In deze zaak heeft de Centrale Raad van Beroep op 3 augustus 2021 uitspraak gedaan in hoger beroep tegen de uitspraak van de rechtbank Noord-Holland van 11 oktober 2019. De appellant, die bijstand ontving op grond van de Participatiewet, had verzocht om ontheffing van de sollicitatieverplichting. Het college van burgemeester en wethouders van Haarlem verleende deze ontheffing, maar verklaarde het bezwaar van appellant tegen het besluit niet-ontvankelijk, omdat er geen procesbelang meer zou zijn. De rechtbank heeft het beroep van appellant tegen dit besluit eveneens niet-ontvankelijk verklaard.

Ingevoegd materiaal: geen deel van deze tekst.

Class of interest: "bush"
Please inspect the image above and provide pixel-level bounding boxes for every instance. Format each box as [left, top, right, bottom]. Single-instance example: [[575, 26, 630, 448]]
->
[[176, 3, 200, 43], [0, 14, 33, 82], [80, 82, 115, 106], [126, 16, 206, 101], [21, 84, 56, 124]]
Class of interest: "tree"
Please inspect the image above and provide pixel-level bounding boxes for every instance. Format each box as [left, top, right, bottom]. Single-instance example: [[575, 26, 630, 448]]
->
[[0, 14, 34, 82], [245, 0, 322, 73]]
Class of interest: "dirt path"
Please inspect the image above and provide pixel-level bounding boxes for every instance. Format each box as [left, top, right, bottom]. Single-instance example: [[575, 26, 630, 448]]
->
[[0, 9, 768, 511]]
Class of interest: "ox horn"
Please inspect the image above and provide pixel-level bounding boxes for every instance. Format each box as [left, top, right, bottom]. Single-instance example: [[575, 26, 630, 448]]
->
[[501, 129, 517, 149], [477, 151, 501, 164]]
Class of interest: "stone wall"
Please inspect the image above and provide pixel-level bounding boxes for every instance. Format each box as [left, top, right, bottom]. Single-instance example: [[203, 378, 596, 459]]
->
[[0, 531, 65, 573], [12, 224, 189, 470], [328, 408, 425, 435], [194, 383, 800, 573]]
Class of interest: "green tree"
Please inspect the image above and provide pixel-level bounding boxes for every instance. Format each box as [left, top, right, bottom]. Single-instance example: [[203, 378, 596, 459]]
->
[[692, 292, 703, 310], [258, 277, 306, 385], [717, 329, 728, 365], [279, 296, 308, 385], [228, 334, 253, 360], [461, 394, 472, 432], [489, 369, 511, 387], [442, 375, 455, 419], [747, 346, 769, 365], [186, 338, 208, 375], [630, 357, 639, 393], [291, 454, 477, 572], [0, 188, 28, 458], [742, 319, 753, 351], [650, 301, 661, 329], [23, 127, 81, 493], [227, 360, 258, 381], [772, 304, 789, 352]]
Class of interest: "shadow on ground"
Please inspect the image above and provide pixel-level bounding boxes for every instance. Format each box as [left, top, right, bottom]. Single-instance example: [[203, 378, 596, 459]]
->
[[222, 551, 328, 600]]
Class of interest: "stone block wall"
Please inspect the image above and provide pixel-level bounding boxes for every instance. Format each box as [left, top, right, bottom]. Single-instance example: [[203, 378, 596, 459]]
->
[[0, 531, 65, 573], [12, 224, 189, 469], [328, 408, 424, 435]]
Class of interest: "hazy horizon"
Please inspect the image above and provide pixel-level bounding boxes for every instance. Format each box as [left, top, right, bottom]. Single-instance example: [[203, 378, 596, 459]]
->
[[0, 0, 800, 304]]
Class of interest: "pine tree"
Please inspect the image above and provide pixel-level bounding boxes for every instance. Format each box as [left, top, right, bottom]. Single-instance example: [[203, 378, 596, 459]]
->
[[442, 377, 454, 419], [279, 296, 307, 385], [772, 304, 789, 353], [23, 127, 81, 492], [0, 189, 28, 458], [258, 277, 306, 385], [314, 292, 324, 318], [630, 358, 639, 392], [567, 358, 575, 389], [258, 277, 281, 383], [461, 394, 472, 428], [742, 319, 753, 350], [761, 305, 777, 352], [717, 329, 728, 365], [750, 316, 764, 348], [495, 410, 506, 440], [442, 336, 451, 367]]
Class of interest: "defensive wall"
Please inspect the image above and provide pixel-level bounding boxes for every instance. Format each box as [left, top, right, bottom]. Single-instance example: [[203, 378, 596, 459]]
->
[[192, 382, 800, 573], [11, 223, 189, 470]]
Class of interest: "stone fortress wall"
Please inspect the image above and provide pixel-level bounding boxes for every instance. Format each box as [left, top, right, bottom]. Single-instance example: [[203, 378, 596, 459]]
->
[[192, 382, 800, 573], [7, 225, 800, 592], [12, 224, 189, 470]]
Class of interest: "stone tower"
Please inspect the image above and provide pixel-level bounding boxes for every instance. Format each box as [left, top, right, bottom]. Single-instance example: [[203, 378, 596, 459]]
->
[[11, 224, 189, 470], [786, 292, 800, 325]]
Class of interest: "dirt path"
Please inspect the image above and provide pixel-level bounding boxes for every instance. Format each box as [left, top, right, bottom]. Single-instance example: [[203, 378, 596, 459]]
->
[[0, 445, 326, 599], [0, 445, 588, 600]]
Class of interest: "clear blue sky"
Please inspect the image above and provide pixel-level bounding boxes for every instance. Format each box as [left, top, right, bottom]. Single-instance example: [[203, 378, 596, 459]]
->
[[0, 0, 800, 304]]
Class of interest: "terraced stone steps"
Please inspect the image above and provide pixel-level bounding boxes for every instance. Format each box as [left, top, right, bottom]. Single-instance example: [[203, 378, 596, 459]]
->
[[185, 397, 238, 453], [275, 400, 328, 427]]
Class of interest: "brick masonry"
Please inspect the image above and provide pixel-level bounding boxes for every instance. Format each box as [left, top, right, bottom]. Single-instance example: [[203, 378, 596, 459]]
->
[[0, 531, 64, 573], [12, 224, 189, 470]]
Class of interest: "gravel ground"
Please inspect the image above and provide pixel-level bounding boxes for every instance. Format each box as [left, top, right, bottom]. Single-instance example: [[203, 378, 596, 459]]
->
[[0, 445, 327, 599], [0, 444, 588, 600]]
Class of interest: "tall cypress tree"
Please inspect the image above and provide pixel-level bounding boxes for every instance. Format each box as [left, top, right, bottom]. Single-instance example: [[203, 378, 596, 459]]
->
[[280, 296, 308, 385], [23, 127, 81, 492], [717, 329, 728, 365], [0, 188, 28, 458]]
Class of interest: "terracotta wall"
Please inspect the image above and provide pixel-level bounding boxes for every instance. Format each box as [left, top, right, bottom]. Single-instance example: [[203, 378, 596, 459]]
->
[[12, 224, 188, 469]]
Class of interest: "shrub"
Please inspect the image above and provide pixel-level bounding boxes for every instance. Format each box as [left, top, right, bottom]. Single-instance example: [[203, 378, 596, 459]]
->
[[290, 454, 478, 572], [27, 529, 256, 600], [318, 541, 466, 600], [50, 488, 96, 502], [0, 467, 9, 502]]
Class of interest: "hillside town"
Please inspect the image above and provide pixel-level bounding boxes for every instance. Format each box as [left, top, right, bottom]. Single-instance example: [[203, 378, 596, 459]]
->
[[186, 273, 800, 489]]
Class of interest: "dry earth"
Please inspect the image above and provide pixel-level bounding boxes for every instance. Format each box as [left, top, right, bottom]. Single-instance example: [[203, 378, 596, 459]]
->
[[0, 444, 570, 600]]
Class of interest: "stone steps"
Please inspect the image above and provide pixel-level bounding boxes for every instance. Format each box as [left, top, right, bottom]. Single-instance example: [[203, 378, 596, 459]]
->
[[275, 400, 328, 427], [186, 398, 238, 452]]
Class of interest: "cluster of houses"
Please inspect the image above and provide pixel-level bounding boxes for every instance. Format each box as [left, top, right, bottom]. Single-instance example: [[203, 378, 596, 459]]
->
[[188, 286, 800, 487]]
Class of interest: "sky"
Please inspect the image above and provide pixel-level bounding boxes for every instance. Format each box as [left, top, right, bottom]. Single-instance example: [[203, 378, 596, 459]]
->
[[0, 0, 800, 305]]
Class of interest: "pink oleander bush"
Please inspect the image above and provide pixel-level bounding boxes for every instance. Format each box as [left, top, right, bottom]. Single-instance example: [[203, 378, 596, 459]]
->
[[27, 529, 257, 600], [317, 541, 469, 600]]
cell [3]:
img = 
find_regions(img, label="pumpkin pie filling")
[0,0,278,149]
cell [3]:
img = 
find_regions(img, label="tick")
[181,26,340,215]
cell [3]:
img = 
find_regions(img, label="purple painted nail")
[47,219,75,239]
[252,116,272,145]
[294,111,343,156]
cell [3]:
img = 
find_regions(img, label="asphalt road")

Appellant stelde in hoger beroep dat hij wel degelijk procesbelang had, omdat het college hem eerder had moeten ontheffen van de sollicitatieverplichting, wat volgens hem onrechtmatig was. Hij vorderde schadevergoeding voor de geleden schade. De Raad oordeelde echter dat appellant met het besluit van 6 december 2018 al het maximaal haalbare resultaat had bereikt, namelijk de ontheffing van de sollicitatieverplichting. De Raad concludeerde dat de stelling van appellant dat hij eerder ontheven had moeten worden van de sollicitatieverplichting buiten de reikwijdte van het bestreden besluit viel. Aangezien het bestreden besluit niet het schadeveroorzakende besluit was, kon appellant met deze procedure niet bereiken dat de door hem gestelde schade werd vergoed.
De Centrale Raad van Beroep bevestigde de aangevallen uitspraak van de rechtbank en verklaarde het hoger beroep ongegrond. Er was geen aanleiding voor een veroordeling in de proceskosten. De uitspraak werd in het openbaar gedaan en is vastgelegd in proces-verbaal.